Thursday 26 March 2009

The effect of 0% RPI on Pensions


Deflation or falling prices have a mixed effect on pensioners and some could lose out. The latest Retail Prices Index figure is 0% and in the coming months some prices are expected to fall further taking the index into negative territory.

So what does this mean for pensioners? There is no need to worry about State pensions because although they are linked to changes in the September RPI, there is a minimum increase every year of 2.5% and State pensions cannot go down.

Next month, April, the basic state pension rises from £90.70 a week to £95.25 a week for a single person, a 5% increase. But because pensioners spend a higher proportion of their disposable income on food and services like household repairs, where prices have been rising, pensioner inflation runs much higher than average inflation. While the January RPI figure was almost 0%, estimates put pensioner inflation in the same month at above 5%.

But the news is not so good for those who have taken out inflation linked annuities. These pensioners could find their income falling if inflation turns negative. ‘Annuities from Prudential and Standard Life could fall, while those from Norwich Union and L&G will not decrease but then will not rise until RPI has reached its previous level.

For those in receipt of a company pension from former employers, most schemes will not reduce the income to pensioners in the event of deflation. But the income will not rise, meaning that they face a rising cost of living without a rise in their income.

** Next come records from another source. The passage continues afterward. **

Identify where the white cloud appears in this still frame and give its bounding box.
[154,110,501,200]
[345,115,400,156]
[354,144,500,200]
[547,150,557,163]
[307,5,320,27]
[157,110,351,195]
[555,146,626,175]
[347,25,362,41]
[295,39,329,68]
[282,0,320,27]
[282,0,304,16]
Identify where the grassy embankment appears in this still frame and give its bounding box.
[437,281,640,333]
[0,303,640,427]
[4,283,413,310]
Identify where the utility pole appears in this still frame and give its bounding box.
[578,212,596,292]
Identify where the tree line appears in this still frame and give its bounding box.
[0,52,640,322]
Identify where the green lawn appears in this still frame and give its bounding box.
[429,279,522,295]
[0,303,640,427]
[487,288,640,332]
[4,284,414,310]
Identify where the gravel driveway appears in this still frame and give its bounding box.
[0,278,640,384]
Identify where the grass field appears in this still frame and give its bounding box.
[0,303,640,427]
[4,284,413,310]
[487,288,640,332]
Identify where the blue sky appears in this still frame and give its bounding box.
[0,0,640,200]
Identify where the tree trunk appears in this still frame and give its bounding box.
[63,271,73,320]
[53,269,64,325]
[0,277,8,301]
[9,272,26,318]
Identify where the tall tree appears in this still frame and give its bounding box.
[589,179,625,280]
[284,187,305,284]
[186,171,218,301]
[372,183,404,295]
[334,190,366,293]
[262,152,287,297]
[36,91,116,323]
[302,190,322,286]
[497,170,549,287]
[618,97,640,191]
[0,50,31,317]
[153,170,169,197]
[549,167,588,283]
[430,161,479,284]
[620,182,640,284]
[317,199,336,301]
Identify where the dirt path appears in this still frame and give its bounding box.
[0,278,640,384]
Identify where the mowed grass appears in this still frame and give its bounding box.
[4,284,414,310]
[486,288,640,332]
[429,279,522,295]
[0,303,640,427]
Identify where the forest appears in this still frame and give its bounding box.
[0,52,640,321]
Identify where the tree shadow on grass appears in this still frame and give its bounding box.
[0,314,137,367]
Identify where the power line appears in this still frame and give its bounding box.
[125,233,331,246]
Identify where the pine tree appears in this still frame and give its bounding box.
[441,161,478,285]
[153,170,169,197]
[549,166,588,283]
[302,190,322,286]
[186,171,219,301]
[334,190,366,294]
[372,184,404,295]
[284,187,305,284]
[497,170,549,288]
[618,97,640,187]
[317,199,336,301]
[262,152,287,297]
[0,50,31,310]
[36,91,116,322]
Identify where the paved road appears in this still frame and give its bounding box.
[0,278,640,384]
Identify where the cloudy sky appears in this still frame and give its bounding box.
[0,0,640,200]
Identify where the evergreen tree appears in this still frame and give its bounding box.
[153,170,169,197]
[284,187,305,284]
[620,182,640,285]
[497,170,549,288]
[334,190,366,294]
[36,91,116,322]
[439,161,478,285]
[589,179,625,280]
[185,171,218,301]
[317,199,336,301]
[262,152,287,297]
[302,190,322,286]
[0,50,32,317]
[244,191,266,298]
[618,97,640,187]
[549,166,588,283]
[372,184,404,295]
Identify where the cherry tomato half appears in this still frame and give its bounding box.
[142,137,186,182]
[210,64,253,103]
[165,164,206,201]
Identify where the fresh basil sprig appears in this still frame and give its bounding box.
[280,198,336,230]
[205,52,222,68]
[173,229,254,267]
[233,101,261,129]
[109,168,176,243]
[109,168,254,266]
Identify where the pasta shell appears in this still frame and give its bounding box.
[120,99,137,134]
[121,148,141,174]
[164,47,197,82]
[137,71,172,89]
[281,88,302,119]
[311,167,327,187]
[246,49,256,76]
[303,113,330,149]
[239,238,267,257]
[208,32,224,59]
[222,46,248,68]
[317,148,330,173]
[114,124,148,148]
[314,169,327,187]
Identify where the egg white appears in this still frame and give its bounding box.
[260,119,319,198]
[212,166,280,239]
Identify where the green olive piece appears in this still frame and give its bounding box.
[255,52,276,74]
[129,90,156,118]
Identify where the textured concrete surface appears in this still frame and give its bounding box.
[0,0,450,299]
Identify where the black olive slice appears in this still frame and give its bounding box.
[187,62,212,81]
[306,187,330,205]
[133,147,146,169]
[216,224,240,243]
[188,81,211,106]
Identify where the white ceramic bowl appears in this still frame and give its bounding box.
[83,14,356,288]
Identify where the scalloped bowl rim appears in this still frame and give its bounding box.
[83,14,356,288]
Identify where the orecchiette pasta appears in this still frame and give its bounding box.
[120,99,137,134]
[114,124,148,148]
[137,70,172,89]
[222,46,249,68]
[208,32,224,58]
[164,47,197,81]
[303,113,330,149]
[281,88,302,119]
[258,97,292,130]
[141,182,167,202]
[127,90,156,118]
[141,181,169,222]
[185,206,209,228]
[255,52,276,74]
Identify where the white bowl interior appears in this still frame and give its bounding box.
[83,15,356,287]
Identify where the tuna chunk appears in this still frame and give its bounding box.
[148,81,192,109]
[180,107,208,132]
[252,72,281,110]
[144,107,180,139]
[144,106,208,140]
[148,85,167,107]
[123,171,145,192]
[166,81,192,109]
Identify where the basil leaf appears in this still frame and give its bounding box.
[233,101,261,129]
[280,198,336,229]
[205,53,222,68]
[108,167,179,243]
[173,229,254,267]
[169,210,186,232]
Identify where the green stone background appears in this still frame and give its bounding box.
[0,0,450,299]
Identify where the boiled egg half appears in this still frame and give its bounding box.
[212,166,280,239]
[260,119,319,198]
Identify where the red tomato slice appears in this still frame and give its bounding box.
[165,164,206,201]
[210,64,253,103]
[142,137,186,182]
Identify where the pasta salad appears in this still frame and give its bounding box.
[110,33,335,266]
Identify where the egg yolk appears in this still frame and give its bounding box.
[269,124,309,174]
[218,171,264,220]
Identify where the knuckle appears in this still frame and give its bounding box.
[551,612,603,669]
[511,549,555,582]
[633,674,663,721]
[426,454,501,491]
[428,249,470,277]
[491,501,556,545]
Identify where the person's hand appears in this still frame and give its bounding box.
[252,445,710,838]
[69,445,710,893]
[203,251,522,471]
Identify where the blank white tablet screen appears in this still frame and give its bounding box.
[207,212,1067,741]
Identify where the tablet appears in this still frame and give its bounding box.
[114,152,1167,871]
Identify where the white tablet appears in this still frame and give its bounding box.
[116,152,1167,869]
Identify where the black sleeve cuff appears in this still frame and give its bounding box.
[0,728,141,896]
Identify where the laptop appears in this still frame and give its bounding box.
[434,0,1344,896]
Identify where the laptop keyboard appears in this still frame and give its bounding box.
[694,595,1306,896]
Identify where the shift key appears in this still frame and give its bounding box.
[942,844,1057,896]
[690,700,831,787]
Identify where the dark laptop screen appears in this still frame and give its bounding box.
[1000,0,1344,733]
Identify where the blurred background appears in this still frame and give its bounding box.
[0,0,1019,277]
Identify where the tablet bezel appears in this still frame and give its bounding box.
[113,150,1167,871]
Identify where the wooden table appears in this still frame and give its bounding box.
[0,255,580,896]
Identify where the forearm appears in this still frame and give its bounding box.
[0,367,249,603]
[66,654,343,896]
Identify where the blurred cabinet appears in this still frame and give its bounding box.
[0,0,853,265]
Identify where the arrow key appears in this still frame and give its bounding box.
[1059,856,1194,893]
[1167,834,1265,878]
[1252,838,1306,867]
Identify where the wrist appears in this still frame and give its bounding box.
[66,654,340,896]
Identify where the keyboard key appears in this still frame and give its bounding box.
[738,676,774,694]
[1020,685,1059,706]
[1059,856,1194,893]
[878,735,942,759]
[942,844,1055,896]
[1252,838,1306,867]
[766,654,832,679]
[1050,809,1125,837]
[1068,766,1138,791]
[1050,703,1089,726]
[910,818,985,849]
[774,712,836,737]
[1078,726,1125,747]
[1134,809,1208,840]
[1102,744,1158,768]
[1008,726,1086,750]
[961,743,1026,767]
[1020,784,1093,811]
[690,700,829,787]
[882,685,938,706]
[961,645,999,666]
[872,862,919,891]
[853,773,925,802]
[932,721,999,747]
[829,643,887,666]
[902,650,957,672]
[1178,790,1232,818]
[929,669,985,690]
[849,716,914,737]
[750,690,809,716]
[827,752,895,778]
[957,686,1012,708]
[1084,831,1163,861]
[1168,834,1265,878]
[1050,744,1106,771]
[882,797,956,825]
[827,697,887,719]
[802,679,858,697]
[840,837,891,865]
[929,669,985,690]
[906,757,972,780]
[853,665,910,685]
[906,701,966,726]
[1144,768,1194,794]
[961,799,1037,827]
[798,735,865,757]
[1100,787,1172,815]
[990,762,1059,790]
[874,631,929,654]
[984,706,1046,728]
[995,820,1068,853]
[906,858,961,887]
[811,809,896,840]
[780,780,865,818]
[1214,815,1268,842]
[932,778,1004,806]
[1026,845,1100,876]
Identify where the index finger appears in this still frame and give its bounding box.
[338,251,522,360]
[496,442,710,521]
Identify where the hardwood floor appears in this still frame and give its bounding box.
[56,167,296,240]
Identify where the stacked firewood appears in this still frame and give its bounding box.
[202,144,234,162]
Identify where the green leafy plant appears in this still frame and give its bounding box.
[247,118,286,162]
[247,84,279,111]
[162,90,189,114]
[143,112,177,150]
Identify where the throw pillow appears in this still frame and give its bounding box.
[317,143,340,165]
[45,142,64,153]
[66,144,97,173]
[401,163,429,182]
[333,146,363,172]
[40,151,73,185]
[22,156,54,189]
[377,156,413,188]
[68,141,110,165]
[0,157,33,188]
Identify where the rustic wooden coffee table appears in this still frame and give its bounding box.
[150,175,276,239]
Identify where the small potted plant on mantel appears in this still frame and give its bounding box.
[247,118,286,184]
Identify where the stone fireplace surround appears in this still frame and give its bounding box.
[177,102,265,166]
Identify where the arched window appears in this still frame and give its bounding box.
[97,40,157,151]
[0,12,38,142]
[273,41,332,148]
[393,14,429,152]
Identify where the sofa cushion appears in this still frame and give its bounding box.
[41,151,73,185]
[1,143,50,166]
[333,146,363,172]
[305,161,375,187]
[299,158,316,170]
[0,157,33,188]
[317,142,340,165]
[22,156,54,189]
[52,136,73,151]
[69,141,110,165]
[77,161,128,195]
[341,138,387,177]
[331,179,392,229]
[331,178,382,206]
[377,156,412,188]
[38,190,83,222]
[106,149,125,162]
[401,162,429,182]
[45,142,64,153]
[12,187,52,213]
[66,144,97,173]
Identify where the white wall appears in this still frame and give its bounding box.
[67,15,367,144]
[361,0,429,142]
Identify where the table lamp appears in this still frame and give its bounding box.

Pensioners suffer higher inflation than the general population yet in many cases their income will remain static because it is linked to the headline RPI figure. The current deflationary environment could well be short lived despite low inflation those who are about to retire need to give serious thought to how to hedge against inflation seeing as they could be drawing their pension for upwards of 40 years.

Retiring investors need to inflation-proof some of their pension income – where possible splitting their pension three ways between a level annuity, a 3% escalating annuity and an RPI linked annuity. Drawdown is an alternative for those with larger pots. Whatever they do it is imperative they do not ignore the inflation risk.

State pensions are to be linked to earnings by 2015 – although whether or not the government will honour this pledge remains to be seen. There have occasionally been times when inflation has outpaced average earnings in the past and there could be again in the future. The government might avoid an own goal here by linking the state pension to the higher of average earnings or inflation.

Meanwhile, those coming up to retirement and purchasing an annuity should make certain they are getting the best deal by shopping around and checking with an independent adviser who specializes in annuities. Everyone has the right to the Open Market Option which means they can buy an annuity from a provider other than the company with which they had their original pension savings scheme. Many providers rely on savers’ apathy and offer poor rates for annuities on maturing pension contracts. The difference between the best annuity and the worst can be as much as 30%.

In addition, those with health or lifestyle problems can get a higher income. New research from life insurer LV= shows that over 150,000 people who could qualify for an enhanced annuity, purchase a standard annuity instead and lose out on thousands of pounds of income. A 62-year-old man with an enhanced annuity could receive an extra £7,300 in retirement income over his lifetime.

Enhanced annuities can give people with certain medical or lifestyle conditions – for example people with high blood pressure or those who smoke or are overweight – a higher level of income in retirement. This is because enhanced annuity rates are calculated individually, based on the applicant’s personal circumstances and those with an unhealthy lifestyle or chronic medical conditions have a shorter life expectancy.

Despite the UK enhanced annuity market growing by one third in 2008, this is still a long way short of the four out of ten annuitants that LV= estimates could qualify for some form of enhancement, and a higher annual income in retirement.

Thousands of annuitants are still missing out on a higher income in retirement. Just 27,482 annuitants purchased an enhanced annuity in 2008, whereas research shows that a further 150,000 people could have qualified for one. People simply can’t afford to miss out on the chance of increasing their income in retirement.

A 62-year-old male could receive, on average, an extra £369 in income each year from an enhanced annuity, an increase of 22.7% compared with the average income from a standard annuity. This could equate to an additional £7,380 over the rest of his lifetime.

It is imperative investors seek independent advice when considering or deciding upon retirement options.